Hi I've had my two little California desert tortoises for a year now but they are both around 4 years old they are about 5.8 inches each and I have a roughly 28 year old Texas tortoise who was found on the street by a family member and I offered to care for him. All three are very happy grazing on all the Bermuda grass dandelions and cactus they want. And watermelon as a treat . I got a permit for all three of them a few months ago but the identification sticker they provided have lost its adhesive and fell of, they love to expand their borrow so it could come off easily. Is there and special glue tape or way to keep those tag on?


----------



## mctlong (Jul 28, 2016)

Those tags never stay on. I wouldnt worry about it falling off. As long as you have your paperwork you're fine.


----------



## Gopherus Guy (Aug 17, 2016)

mctlong said:


> Those tags never stay on. I wouldnt worry about it falling off. As long as you have your paperwork you're fine.


If they fall off and Mr. Tortoise decides to take a stroll and is found with no tags or ID number, how will they know where his owner lives?
The ID is very important. I have two tags- Department of Fish & Game, and the local Tortoise Society. Super Glue should be fine (don't need much).


----------



## ascott (Aug 17, 2016)

Cruz Alarcòn said:


> Hi I've had my two little California desert tortoises for a year now but they are both around 4 years old they are about 5.8 inches each and I have a roughly 28 year old Texas tortoise who was found on the street by a family member and I offered to care for him. All three are very happy grazing on all the Bermuda grass dandelions and cactus they want. And watermelon as a treat . I got a permit for all three of them a few months ago but the identification sticker they provided have lost its adhesive and fell of, they love to expand their borrow so it could come off easily. Is there and special glue tape or way to keep those tag on?



I used a small amount of epoxy ...I placed each I'd on the center of scute at the back...then dabbed the epoxy over the sticker and barely over the edge of the I'd...care should be taken to not allow any to run onto growth line areas....they have been on now for a number of years..


----------



## JoesMum (Aug 17, 2016)

Gopherus Guy said:


> If they fall off and Mr. Tortoise decides to take a stroll and is found with no tags or ID number, how will they know where his owner lives?
> The ID is very important. I have two tags- Department of Fish & Game, and the local Tortoise Society. Super Glue should be fine (don't need much).

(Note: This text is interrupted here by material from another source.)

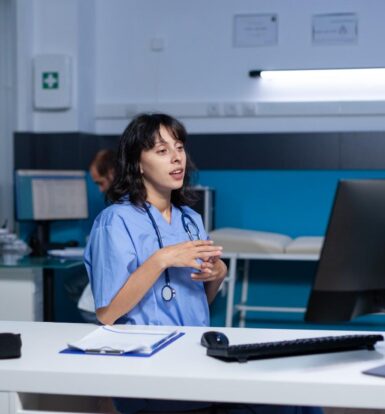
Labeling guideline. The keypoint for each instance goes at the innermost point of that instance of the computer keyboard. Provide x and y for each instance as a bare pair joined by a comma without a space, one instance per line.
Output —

You could always have your tort microchipped.


----------



## Gopherus Guy (Aug 18, 2016)

Never heard that one! Sounds cruel. That's some tough skin to penetrate. 
That's an interesting idea though.


----------



## JoesMum (Aug 18, 2016)

Gopherus Guy said:


> Never heard that one! Sounds cruel. That's some tough skin to penetrate.
> That's an interesting idea though.


It's not cruel at all. Torts are routinely microchipped as part of getting their papers over in Europe. It is what it says it is - very small. Your animal gets a unique number registered on a database. All you have to do is to keep your contact details up to date on the database. Lost pets are routinely scanned for a chip this side of the Atlantic.


----------



## Gopherus Guy (Aug 19, 2016)

Thank you very much. I just might do that!


----------